2. The searchable public key encryption method that simultaneously supports semantic queries according to claim 1, characterized in that: It also includes based on the coefficient vector With the root vector The inner product determines the document keyword set. W Index and Query Extended Terminology The matching relationship between queries; When querying the extended vocabulary Belongs to document keyword set W When querying the extended vocabulary set root vector With document keyword set W coefficient vector inner product Then the document keyword set W Index and Query Extended Terminology The queries are matched.

3. The searchable public key encryption method that simultaneously supports semantic queries according to claim 1, characterized in that: The generation of public and private keys for the dataset includes: Choose two order as follows: q Cyclic group and and a bilinear pairing ; Randomly select cyclic group One of the living members ,as well as t+ 2 random numbers, t+ A set of 2 random numbers This set is a set of private keys, and the private key is SK. = , in , , , , They are random integers; calculate ,in: (8) (9) (10) (11) (12) in , , The structure is a set of public keys, public key PK = .

4. The searchable public key encryption method that simultaneously supports semantic queries according to claim 1, characterized in that: The document keyword set is encrypted using a predicate encryption method based on the generated public key. W root vector Encryption is performed to obtain the encrypted index of the document. ,include: Choose a random number s; Calculate separately ,in, (13) (14) (15) in ; coefficient vector One of the elements; The set Composing a document keyword set W Encrypted index ; Document keyword set W Encrypted index for, (16)。 5. A searchable public-key encryption method that simultaneously supports semantic queries, as described in claim 4, characterized in that: The query extended term set is then encrypted using a predicate encryption method based on the generated private key. coefficient vector Encryption is performed to obtain the encrypted trapdoor for the query. ,include: Choose a random number u , Calculate separately , (17) (18) in ; ; root vector One of the elements; The set Constructing an extended query term set Encryption trapdoor ; Then query the extended vocabulary set Encryption trapdoor for: (19)。 6. A searchable public-key encryption method that simultaneously supports semantic queries, as described in claim 5, is characterized in that: It also includes determining the keyword set of a document under encrypted status.
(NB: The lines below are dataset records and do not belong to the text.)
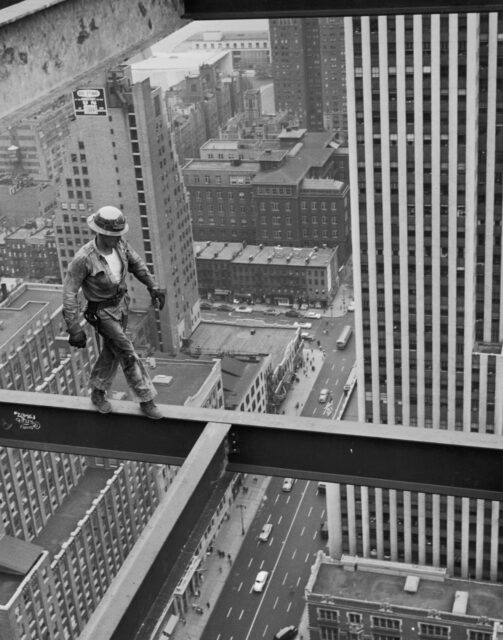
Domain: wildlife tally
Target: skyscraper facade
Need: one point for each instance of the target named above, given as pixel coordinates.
(307, 57)
(127, 158)
(424, 117)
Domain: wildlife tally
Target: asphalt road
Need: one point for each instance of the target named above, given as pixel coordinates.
(240, 613)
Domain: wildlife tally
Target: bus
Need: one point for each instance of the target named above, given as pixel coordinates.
(343, 339)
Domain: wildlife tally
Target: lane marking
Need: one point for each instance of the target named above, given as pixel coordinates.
(303, 495)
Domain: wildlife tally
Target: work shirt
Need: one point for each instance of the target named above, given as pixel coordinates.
(90, 271)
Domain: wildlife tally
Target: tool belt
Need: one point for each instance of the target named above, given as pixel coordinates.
(93, 306)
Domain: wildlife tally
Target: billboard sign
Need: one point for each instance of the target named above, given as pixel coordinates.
(89, 102)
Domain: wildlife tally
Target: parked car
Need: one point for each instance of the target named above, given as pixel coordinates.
(287, 484)
(263, 536)
(322, 487)
(287, 633)
(260, 581)
(324, 395)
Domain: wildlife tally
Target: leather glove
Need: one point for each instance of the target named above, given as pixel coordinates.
(78, 339)
(158, 298)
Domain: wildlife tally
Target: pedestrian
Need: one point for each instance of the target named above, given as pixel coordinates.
(100, 268)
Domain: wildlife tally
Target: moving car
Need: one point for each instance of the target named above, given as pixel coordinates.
(287, 484)
(260, 581)
(265, 533)
(287, 633)
(324, 394)
(343, 339)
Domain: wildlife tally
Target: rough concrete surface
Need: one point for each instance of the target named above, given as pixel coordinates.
(50, 48)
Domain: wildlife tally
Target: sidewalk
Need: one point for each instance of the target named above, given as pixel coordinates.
(216, 569)
(299, 391)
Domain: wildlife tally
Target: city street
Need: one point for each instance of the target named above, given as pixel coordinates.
(287, 556)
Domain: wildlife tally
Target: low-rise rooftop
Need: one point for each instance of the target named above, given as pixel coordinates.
(388, 585)
(25, 306)
(246, 337)
(217, 250)
(293, 256)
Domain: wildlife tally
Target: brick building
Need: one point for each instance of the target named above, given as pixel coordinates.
(272, 192)
(274, 275)
(370, 599)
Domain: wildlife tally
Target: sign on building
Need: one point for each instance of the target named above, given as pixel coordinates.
(89, 102)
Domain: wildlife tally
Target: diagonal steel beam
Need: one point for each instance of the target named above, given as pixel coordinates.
(428, 460)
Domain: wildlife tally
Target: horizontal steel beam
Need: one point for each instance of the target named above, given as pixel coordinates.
(218, 9)
(433, 461)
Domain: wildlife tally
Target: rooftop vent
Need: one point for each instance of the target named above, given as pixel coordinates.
(411, 584)
(162, 378)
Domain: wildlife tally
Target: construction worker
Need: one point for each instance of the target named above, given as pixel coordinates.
(100, 268)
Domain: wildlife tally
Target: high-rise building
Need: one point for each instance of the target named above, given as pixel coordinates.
(424, 115)
(127, 158)
(307, 57)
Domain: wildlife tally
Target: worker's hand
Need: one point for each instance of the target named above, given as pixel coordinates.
(158, 298)
(78, 339)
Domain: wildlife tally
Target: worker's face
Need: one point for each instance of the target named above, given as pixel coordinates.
(108, 242)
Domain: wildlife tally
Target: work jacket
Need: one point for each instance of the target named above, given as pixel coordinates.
(90, 272)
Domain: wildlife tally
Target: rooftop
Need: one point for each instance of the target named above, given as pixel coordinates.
(484, 599)
(217, 250)
(229, 35)
(299, 257)
(25, 306)
(237, 376)
(236, 337)
(176, 380)
(245, 166)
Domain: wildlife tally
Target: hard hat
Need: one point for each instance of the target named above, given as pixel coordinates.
(108, 221)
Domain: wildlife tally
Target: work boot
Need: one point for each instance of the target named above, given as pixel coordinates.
(151, 410)
(98, 398)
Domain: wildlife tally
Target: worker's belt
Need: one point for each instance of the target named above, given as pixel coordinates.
(93, 306)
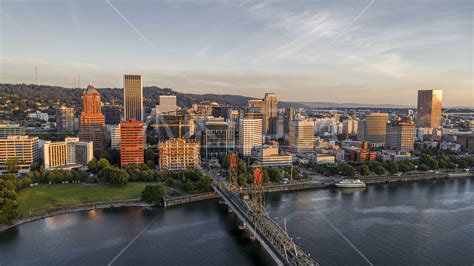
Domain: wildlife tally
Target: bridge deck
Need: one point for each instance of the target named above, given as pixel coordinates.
(271, 236)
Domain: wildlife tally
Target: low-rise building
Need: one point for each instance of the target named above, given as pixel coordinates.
(67, 154)
(24, 149)
(267, 155)
(321, 158)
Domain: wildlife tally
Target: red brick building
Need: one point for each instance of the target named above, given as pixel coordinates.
(92, 121)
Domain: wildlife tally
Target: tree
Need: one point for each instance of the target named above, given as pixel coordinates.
(114, 175)
(92, 165)
(8, 204)
(12, 165)
(103, 163)
(380, 170)
(364, 170)
(113, 156)
(154, 194)
(392, 167)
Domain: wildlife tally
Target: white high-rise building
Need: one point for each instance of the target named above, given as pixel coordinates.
(250, 135)
(68, 153)
(301, 136)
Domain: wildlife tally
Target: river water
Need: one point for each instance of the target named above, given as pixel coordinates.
(424, 223)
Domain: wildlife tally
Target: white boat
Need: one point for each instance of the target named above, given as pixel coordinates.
(350, 183)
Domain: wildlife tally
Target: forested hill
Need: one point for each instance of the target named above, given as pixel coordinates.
(54, 95)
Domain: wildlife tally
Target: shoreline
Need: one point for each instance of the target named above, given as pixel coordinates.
(373, 180)
(27, 218)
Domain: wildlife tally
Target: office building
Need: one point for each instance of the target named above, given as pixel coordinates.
(269, 156)
(466, 141)
(112, 114)
(429, 108)
(132, 143)
(25, 149)
(269, 108)
(133, 97)
(400, 136)
(8, 129)
(115, 137)
(167, 104)
(67, 154)
(214, 139)
(179, 154)
(92, 121)
(250, 135)
(301, 136)
(172, 126)
(65, 119)
(374, 129)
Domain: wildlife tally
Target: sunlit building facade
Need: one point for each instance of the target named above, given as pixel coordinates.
(429, 108)
(133, 97)
(132, 143)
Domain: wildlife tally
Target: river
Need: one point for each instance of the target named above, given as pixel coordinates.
(417, 223)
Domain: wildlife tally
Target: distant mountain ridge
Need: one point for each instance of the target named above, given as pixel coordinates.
(72, 97)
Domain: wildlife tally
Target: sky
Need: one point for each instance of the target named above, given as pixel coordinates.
(359, 51)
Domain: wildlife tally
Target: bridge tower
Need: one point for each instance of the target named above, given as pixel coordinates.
(233, 185)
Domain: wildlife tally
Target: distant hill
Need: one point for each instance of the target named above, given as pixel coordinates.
(28, 95)
(352, 105)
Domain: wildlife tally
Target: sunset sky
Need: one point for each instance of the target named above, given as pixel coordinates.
(367, 51)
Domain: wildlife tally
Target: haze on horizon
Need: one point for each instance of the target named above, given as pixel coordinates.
(368, 51)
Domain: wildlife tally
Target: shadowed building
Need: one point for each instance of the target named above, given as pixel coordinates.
(92, 121)
(374, 129)
(400, 136)
(133, 97)
(429, 108)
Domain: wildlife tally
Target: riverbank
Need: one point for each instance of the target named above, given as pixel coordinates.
(179, 200)
(30, 217)
(413, 177)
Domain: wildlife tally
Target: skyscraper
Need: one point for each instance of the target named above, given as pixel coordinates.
(133, 97)
(301, 136)
(269, 108)
(92, 121)
(132, 143)
(429, 108)
(112, 114)
(373, 129)
(250, 135)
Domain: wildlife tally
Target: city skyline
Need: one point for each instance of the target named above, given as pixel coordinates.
(362, 51)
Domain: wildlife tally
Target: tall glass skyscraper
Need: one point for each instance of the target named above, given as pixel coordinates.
(133, 97)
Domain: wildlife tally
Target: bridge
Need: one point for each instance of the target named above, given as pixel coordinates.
(268, 233)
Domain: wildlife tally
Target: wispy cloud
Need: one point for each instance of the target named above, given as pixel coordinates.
(109, 2)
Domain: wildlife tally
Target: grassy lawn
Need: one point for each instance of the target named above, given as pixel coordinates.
(45, 196)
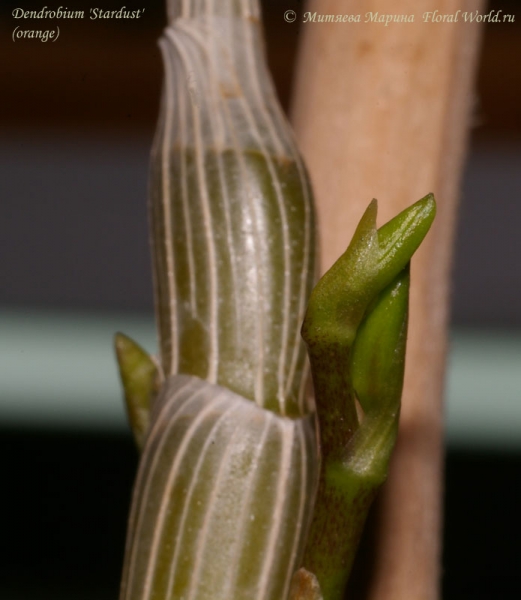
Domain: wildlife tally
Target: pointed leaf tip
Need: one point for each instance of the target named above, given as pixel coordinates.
(140, 378)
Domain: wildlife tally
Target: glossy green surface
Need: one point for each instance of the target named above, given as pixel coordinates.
(355, 331)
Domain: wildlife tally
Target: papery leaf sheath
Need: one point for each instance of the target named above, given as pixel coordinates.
(231, 216)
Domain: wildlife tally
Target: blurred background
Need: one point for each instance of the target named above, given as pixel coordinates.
(77, 120)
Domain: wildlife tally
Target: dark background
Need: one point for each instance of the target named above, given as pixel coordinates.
(77, 119)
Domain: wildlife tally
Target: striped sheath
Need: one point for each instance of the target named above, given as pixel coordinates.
(223, 495)
(221, 501)
(232, 221)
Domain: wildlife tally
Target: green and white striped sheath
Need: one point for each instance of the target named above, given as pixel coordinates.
(224, 492)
W With query extended term set The matching relationships specifically include: Based on document keyword set W Encrypted index and query extended term set Encryption trapdoor ,calculate The calculation formula is as follows: (20) in, (21) (22) in, (23) in ; , , , These are the intermediate calculated values ​​during the judgment process; when Then, the document keyword set W With query extended term set match; when Then, the document keyword set W With query extended term set Mismatch.